Now we'll create our kmer counts, combine our data and add labels

In [None]:
#Create Kmers
pos=data.frame(kcount(pos_char,k=4))
neg=data.frame(kcount(neg_char,k=4))
rand=data.frame(kcount(rand_char,k=4))


#Combine and add a Label
dataset=rbind(pos,neg,rand)
dataset$y <- c(rep(1,nrow(pos)),rep(0,nrow(neg)+nrow(rand)))

head(dataset)

# Remember from before we'll want to split the dataset into Train and Testing sets

In [None]:
# Randomly Select training indices
train_index <- sample(seq_len(nrow(dataset)),size= nrow(dataset)*.8, replace=FALSE )

#Split the data
train <- dataset[train_index,]
test <- dataset[-train_index,]


x<-subset(train, select=-y)
y<-as.factor(train$y)

xtest<-subset(test, select=-y)
ytest<-as.factor(test$y)


# Fit a Random Forest

just like last time we can use a random forest and importance to learning what kmers might be useful for predicting promoters.

In [None]:
rf=randomForest(x,y,xtest,ytest,ntree=100,importance=TRUE,keep.forest=TRUE)


In [None]:
plot(rf)
print(rf)
importance(rf)

## The importance data is big so let's sort it

In [None]:
imp <- as.data.frame(importance(rf))
imp[order(imp$MeanDecreaseAccuracy,decreasing = T),]

In [None]:

best=which.max(imp$MeanDecreaseAccuracy)
#best=which(rownames(imp)=='TTTT')
name=rownames(imp)[best]


options(repr.plot.width=10,repr.plot.height=10)
ax<-0:30
prom<-hist(x[y==1,best],plot=FALSE,breaks=ax)
rand<-hist(x[y==0,best],plot=FALSE,breaks=ax)

c1=rgb(1,.1,.2,alpha=.30)
c2=rgb(1,1.,.2,alpha=.30)

plot(prom,col=c2,xlab=name,add=F,freq=FALSE)
plot(rand, col=c1,add=T,freq=FALSE)

legend(5,0.5,legend=c('Promoters','Random'),fill=c(c2,c1))




# Exercise try to predict new data
Let's see how well our model works on a new dataset
1. Process the datasets below into kmers
2. Make a histogram comparing the output of this dataset to random sequences


In [1]:
mouse_data<-read.csv("/gpfs/projects/datascience/shared/deePromoter_data/mm_pos_TATA.txt",header=FALSE)


In [None]:
"Your Code Here"



# Try with a Deep Neural Network

The other way we can look at sequence data is with deep learning.

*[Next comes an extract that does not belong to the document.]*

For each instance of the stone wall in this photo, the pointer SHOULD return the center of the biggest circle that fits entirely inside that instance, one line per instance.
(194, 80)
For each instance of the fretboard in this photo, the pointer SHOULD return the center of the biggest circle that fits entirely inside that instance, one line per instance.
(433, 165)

This can be a lot more involve, but sometimes the payoff is worth it.

1. Instead of k-mers we're going to use the sequences mainly as is, however, we need to encode each character with a number. We'll use A=1,T=2,G=3,C=4. 

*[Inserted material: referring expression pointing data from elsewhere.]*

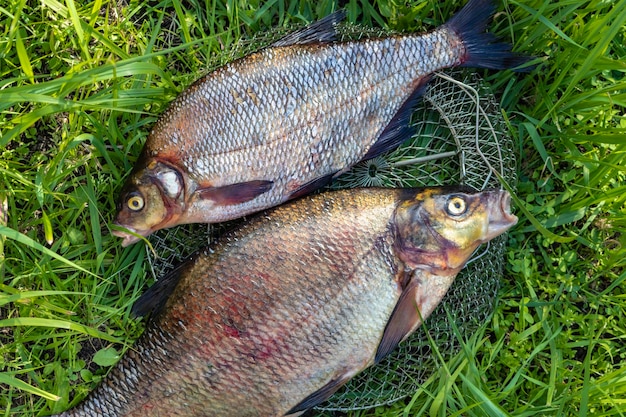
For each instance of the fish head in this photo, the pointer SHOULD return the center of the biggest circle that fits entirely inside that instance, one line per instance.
(438, 229)
(153, 198)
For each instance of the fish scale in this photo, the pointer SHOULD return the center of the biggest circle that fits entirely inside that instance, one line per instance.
(281, 122)
(281, 311)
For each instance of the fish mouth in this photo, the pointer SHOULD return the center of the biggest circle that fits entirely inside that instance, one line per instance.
(129, 236)
(500, 217)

2. We'll need to write a deep learning model in torch. This can be a creative process with chances to improve your results, we'll use a Convolutional Neural Network or CNN.

3. We'll have to write a training loop, unlike our random forest we'll need to do this ourseleves.


# Convert our Data to Integers

In [None]:
to_int <-function(x){
    out=c()
    for (i in 1:length(x)){
    if (x[i]=='A'){co=1}
    if (x[i]=='T'){co=2}
    if (x[i]=='G'){co=3}
    if (x[i]=='C'){co=4}
    out=c(out,co)
    }
return(out)
}


pos_mat <- do.call("rbind",pos_char)

all_char=rbind(pos_mat,neg_char,rand_char)
head(all_char)

all_char=apply(all_char,2,to_int)
head(all_char)




## Split the data like before

In [None]:
dnn_train <- all_char[train_index,]
dnn_test <- all_char[-train_index,]
#print(nrow(dnn_test))

In [None]:
head(all_char)

# Our DNN Model
There is a flow to most models in torch. 
1. Create your layers

   * **embedding** All text models will start with an 'Embedding' layer which maps each of our input integers into a a continous vector. It's just a learned matrix that returns the row of the each integer you put in
   * Intermediate layers - Convolutions, LSTM, etc
   * An activation function - This is applied at every layer it makes the model non-linear
   * Classification head - Fully connected layer with an outputsize of one

2. Define how they are put together to go from inputs to outputs ( this is called the foward pass)

In [None]:
# Our Deep Neural Network has two functions initializtion and forward

net <- nn_module(
  "CNN model",

  initialize = function(vocab_size,emb_dim,
                        fc1_dim,
                        fc2_dim) {
    self$embedder <- nn_embedding(4,emb_dim)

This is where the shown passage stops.